Suggestions for Your Response
Though we recommend hiring a professional, if you choose to represent yourself, here are some suggestions:
- You need to be a specific as possible. The EBT program specialist who is reviewing your case has never been to your store. They don't know your customers, or how they like to spend their money. The Department wants to know how you operate your store and what precautions you already have in place to prevent SNAP violations. Be sure to include as much information (and pictures) as you can in your reply.
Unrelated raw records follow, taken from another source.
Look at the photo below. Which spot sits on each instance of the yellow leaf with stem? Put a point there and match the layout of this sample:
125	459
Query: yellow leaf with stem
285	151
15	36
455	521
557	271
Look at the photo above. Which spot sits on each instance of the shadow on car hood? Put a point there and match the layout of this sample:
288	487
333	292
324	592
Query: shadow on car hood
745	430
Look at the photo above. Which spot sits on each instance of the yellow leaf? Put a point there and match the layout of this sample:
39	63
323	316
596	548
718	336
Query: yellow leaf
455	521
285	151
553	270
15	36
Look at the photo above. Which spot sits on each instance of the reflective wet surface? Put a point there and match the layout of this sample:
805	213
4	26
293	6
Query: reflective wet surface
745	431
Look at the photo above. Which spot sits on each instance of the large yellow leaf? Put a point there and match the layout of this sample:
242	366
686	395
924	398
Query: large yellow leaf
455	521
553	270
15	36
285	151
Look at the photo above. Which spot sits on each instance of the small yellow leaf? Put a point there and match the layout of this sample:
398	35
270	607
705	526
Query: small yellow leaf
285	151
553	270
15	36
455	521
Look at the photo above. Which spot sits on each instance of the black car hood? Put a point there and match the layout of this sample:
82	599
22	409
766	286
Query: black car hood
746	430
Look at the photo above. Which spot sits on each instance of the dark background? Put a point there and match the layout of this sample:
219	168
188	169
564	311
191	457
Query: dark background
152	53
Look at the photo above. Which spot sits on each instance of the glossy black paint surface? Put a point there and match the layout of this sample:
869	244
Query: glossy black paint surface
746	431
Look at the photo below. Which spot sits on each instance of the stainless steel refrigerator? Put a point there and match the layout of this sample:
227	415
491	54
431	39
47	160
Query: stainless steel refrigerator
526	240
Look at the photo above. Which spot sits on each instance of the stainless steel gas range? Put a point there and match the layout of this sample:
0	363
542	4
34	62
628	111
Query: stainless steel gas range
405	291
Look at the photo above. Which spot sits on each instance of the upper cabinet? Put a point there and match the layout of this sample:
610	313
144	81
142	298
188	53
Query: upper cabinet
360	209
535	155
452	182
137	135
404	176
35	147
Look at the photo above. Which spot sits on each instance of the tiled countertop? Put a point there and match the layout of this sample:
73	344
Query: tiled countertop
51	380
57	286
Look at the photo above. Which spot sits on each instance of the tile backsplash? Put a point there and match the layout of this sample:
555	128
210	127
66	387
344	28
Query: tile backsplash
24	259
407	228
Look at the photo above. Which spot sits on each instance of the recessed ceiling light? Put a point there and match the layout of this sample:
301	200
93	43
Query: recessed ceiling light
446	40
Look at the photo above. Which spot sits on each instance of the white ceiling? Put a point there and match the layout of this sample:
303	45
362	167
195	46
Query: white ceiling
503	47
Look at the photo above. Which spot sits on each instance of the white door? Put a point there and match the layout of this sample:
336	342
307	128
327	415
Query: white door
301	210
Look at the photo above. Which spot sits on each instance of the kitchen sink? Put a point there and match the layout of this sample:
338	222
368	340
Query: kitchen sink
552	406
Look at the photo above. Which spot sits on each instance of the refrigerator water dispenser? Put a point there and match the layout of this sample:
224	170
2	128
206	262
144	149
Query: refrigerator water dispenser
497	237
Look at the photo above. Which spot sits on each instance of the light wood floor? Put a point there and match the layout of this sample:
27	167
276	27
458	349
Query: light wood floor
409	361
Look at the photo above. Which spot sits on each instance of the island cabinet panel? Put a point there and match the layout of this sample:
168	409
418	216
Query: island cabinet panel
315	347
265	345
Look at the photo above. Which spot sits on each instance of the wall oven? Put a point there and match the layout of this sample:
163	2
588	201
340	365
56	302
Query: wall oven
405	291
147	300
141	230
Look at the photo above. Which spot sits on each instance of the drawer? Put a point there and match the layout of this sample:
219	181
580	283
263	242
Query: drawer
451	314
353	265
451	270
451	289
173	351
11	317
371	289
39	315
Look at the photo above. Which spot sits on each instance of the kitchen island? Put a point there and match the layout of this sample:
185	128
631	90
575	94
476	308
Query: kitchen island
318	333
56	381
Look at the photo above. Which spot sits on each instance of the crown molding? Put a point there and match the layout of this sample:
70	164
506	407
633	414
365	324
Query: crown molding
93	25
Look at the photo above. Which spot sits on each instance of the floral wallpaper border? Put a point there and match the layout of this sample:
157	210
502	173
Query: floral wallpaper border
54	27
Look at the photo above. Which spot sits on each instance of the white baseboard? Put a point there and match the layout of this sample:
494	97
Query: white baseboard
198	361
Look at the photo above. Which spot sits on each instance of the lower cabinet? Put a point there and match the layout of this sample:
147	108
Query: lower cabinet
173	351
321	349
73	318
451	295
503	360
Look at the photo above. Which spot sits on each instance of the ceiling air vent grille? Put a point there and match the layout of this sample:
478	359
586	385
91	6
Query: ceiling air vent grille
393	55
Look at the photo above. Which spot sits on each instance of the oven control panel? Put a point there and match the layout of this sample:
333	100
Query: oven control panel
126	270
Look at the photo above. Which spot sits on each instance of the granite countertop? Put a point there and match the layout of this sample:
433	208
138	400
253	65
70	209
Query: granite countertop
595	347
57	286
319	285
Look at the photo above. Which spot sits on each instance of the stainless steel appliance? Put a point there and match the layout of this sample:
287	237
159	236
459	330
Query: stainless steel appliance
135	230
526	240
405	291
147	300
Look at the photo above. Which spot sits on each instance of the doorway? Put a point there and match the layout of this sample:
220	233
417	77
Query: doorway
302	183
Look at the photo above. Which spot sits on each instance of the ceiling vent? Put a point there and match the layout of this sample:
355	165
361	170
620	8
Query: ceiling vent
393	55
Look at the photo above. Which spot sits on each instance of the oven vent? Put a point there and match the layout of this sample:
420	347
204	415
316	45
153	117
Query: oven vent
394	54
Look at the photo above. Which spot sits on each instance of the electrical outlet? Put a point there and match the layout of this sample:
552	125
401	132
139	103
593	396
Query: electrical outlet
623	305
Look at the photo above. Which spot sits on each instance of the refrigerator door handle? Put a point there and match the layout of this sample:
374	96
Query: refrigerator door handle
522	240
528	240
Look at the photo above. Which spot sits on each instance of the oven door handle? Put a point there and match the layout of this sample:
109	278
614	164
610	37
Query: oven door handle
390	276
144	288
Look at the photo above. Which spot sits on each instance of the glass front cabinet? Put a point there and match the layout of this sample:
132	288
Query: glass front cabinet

- If the SNAP Violation charge letter accuses you of a violation, interview your employees. If it turns out that no one committed a violation, then tell the agency that.
- Don't guess about the identity of households. If the USDA sent you a data-driven SNAP Violation charge letter, there will be a list of transactions. Don't guess which household made which purchases. If you are 100% certain, then you can tell the agency. However, if you guess and are wrong the agency will assume you are lying or not credible.
- If you provide invoices for your inventory, include them for the Review Period. The review period is the date range of transactions that you see in the attachments. If you only provide a little bit here or there, then they will disregard all of them.